Computer vision has made great strides over recent years. Machines can now recognise objects nearly as well as humans. However, the similarity does not end there. Researchers found that just like their human counterparts, computers are susceptible to optical illusions. This raises serious security concerns, while at the same time opening new avenues for computer vision research.

Jason Yosinski, a graduate student at Cornell, along with colleagues from the University of Wyoming Evolving Artificial Intelligence Laboratory, have managed to compose images that, to the human eye look like white noise, but in which computers identify objects with a high degree of certainty. They presented their findings at the IEEE Computer Vision and Pattern Recognition conference in Boston last June.

“We think our results are important for two reasons,” said Yosinski. “First, they highlight the extent to which computer vision systems based on modern supervised machine learning may be fooled, which has security implications in many areas. Second, the methods used in the paper provide an important debugging tool to discover exactly which artifacts the networks are learning.”

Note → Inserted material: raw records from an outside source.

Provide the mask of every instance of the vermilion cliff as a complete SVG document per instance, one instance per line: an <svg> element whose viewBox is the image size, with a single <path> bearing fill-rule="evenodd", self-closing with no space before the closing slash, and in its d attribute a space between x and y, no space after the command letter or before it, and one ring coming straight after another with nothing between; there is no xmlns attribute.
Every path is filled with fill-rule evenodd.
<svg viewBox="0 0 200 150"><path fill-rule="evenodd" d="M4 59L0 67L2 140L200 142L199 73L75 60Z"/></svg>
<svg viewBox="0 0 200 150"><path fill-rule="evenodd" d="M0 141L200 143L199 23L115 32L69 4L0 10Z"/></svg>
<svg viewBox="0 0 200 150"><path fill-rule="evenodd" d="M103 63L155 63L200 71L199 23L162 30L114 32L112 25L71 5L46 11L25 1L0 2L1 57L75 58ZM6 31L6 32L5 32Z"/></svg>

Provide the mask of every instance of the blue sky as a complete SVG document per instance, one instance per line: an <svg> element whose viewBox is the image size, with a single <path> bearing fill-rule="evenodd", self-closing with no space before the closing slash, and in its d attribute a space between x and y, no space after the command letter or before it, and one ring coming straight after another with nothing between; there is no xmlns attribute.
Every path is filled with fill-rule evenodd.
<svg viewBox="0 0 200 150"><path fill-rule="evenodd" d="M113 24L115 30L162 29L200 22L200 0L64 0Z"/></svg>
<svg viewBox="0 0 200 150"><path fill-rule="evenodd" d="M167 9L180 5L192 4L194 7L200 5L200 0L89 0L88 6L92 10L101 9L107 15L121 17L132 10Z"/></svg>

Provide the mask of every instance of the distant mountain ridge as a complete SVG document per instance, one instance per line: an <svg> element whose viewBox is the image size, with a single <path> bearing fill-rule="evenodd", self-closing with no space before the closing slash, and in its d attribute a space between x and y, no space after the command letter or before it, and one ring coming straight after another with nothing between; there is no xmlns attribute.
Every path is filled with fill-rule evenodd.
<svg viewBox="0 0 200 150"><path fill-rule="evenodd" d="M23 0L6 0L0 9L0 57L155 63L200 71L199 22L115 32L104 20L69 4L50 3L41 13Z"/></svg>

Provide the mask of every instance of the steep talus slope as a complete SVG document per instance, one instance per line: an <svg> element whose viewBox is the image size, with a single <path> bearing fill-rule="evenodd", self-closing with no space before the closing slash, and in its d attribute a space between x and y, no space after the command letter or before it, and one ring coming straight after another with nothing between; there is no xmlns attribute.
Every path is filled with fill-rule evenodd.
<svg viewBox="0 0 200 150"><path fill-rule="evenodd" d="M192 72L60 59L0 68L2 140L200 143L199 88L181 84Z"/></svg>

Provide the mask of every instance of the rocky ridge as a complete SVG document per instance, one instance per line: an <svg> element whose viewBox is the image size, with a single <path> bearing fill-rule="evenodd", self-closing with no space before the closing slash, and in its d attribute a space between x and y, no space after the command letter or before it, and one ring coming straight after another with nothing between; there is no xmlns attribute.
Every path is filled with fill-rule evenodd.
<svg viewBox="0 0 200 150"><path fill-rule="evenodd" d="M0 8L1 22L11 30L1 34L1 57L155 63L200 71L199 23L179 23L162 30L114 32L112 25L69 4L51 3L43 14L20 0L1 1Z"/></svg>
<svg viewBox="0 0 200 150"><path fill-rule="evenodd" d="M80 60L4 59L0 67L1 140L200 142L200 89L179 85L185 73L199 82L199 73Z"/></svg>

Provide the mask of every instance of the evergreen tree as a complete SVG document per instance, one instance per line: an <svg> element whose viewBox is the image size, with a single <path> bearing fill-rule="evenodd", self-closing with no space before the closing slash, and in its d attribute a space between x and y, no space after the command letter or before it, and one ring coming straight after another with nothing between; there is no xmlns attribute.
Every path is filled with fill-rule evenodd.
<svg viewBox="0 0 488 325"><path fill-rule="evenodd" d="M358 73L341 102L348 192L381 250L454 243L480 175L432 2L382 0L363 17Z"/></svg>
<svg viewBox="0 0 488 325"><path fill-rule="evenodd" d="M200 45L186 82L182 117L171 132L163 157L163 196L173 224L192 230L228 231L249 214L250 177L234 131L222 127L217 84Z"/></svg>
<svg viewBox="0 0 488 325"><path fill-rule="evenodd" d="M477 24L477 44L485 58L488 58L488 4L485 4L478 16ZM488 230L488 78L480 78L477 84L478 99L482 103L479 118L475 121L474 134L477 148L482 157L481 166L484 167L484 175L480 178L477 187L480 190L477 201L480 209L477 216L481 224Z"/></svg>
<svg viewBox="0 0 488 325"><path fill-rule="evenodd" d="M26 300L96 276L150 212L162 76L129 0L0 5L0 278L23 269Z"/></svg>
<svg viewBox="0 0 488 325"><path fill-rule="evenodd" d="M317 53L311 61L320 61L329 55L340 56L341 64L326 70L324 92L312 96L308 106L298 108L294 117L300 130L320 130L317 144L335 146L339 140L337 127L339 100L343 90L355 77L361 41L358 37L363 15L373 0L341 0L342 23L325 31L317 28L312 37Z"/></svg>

Computers can be “trained” to recognise objects in images by showing them photos of the objects, from which algorithms construct a rudimentary model that the computer can then use for object recognition. Great advances have been made in the field in recent years using systems called Deep Neural Networks (DNN) that simulate human-like synapses by increasing the value of a particular memory location each time it is activated. DNNs simulate several levels of neurons in order to achieve several layers of abstraction. First, the computer recognises that in a picture there is a four-legged animal. Then, that it is a dog. Finally, it concludes that it is a Labrador.

But, despite the similarity, computers recognise images differently than we do. “We realized that the neural nets did not encode knowledge necessary to produce an image of a fire truck, only the knowledge necessary to tell fire trucks apart from other classes,” Yosinski explained. A computer might call any array of square shapes a keyboard.

With this knowledge in hand, the team “mutated” images by focusing and enhancing those features that the computers were using to recognise images. If the machine recognised the object with more certainty in the new image, they would discard the previous iteration. This way, enhancing features significant for computer recognition but discarding features humans need, they were able to produce images that were not recognisable to humans, but that the computers recognised as objects.

“The research shows that it is possible to ‘fool’ a deep learning system so it learns something that is not true but that you want it to learn,” said Fred Schneider, the Samuel B. Eckert Professor of Computer Science. “This potentially has the basis for malfeasants to cause automated systems to give carefully crafted wrong answers to certain questions. Many systems on the Web are using deep learning to analyze and draw inferences from large sets of data. DNN might be used by a Web advertiser to decide what ad to show you on Facebook or by an intelligence agency to decide if a particular activity is suspicious.”

The researchers then tried to “retrain” the system by labelling illusory images as such. This produced some improvement, but not a great deal, and the retrained networks could be fooled by other images. For machines to be used for security, research into this new arena is vitally important.

“The field of image recognition has been revolutionized in the last few years,” Yosinski said. “[Machine learning researchers] now have a lot of stuff that works, but what we don’t have, what we still need, is a better understanding of what’s really going on inside these neural networks.”